Secondly, investor familiarity and demand play a role. Gold has a rich history of cultural and financial importance. Retail and institutional investors understand and trust it intuitively. Issuers naturally build products around what investors want to buy.

Why Silver Lags Behind

Silver as an underlying asset is significantly more volatile than gold. Since most commodity linked products aim for full capital protection it is much more difficult silver linked structure products. Additionally, silver's spot price is influenced by industrial demand like electronics and solar panels. As a result, this makes it even harder for investors to follow a simple view. Gold's price drivers are narrower and macro, aligning better with the reasons for why someone buys such a structured product.

Since Covid in 2020 gold has been popular as an underlying for structured products and this has been accelerated by the recent strong price rises.

Year Number of Products Sales Volume (USD m)
2020 805 30166.47
2021 162 1714.85
2022 157 3025.49
2023 296 5149.70
2024 925 17674.46
2025 1132 28050.09

As shown above, 2020 had the highest sales volume in the last six years as the world reacted to the extraordinary events of Covid. There was a falloff of issuance in the next few years as economies returned to normal and investors felt they had enough portfolio exposure to gold. However, as global uncertainty returned in 2024 and the spot price started to rise significantly strong sales volumes have been posted in 2024 and 2025, almost matching 2020.

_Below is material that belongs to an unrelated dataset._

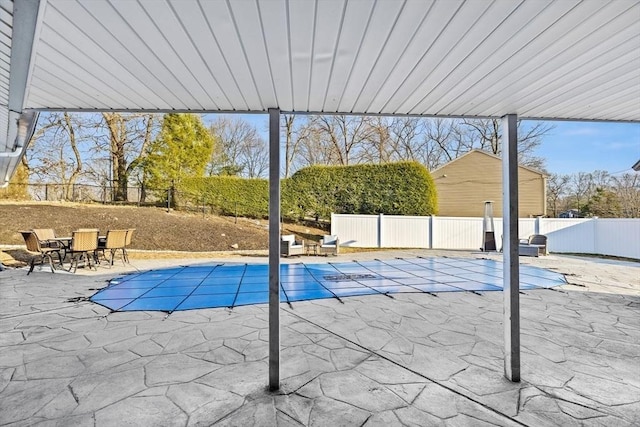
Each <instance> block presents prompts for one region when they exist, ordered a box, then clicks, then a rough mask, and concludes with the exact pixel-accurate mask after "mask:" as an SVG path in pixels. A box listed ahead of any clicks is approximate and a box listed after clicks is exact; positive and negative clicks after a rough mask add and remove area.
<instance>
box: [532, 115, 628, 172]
mask: <svg viewBox="0 0 640 427" xmlns="http://www.w3.org/2000/svg"><path fill="white" fill-rule="evenodd" d="M551 123H552V124H553V125H554V126H555V128H554V129H552V130H551V131H550V132H549V134H548V135H546V136H545V137H544V139H543V141H542V144H541V145H540V146H539V147H538V150H537V155H538V156H540V157H543V158H545V159H546V166H547V170H548V171H549V172H551V173H559V174H571V173H576V172H593V171H594V170H605V171H607V172H609V173H610V174H620V173H623V172H633V170H632V169H631V166H632V165H633V164H634V163H635V162H637V161H638V160H640V124H637V123H604V122H568V121H562V122H560V121H557V122H551Z"/></svg>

Precious Metals In Today’s Market

There are many different product payoffs that are used for gold and silver.

The first example is (SRP id 57089705) is a capital protected certificate issued in Switzerland striking in November 2025. This is a two year note from Banque Internationale à Luxembourg and is fully protected at the 95% level, with a cap of 115%. The product has 1:1 movement with the spot price and offers the chance of a15% return with losses capped at 5%. This capital protected construction allows investors to take little risk; the 5% downside being used to allow reasonable upside potential on a short horizon.

The next product (SRP id 50495811) is from the US, issued by UBS. This product has a maturity of only 1.25 years and a strike date in January 2025 it is fully capital protected. The investor will receive 100% participation in the gold price up to a cap of 125.5%. However, if the gold price reaches the cap level anytime during the product’s life a return of 6% only is paid. This structure allows for full capital protection and participation up to a high cap but with the disadvantage that if the cap is reached at any time in the lifetime only a small return is paid. This is the only way to offer otherwise attractive terms over such a short period.

In the Italian market, BNP Paribas issued a capital protected note linked to silver (SRP id 56251620). This product has a 4 year maturity and striking in November 2025 and it is a simple call spread with a cap set at 150%.

The final example is a 5% reverse convertible from the Swiss market (SRP id 56087385) issued by Leonteq. This product is linked to the worst of gold, palladium, platinum and Silver. This product has a strike date in October 2025 and a two year maturity it has quarterly autocall opportunities starting from six months. The first autocall point is at 100%, with the level declining by 2% each autocall point down to a final level of 90%. Income is set at 5% per annum and at maturity there is a 75% European capital barrier. This is a different risk profile and uses the volatility of four underlyings to generate yield with moderate capital protection. Due to very low interest rates in the Swiss market, this product offers a competitive yield.

As gold may continue to dominate news and issuance, other precious metals opportunities exist in global structured products markets, as a group they provide an interesting alternative.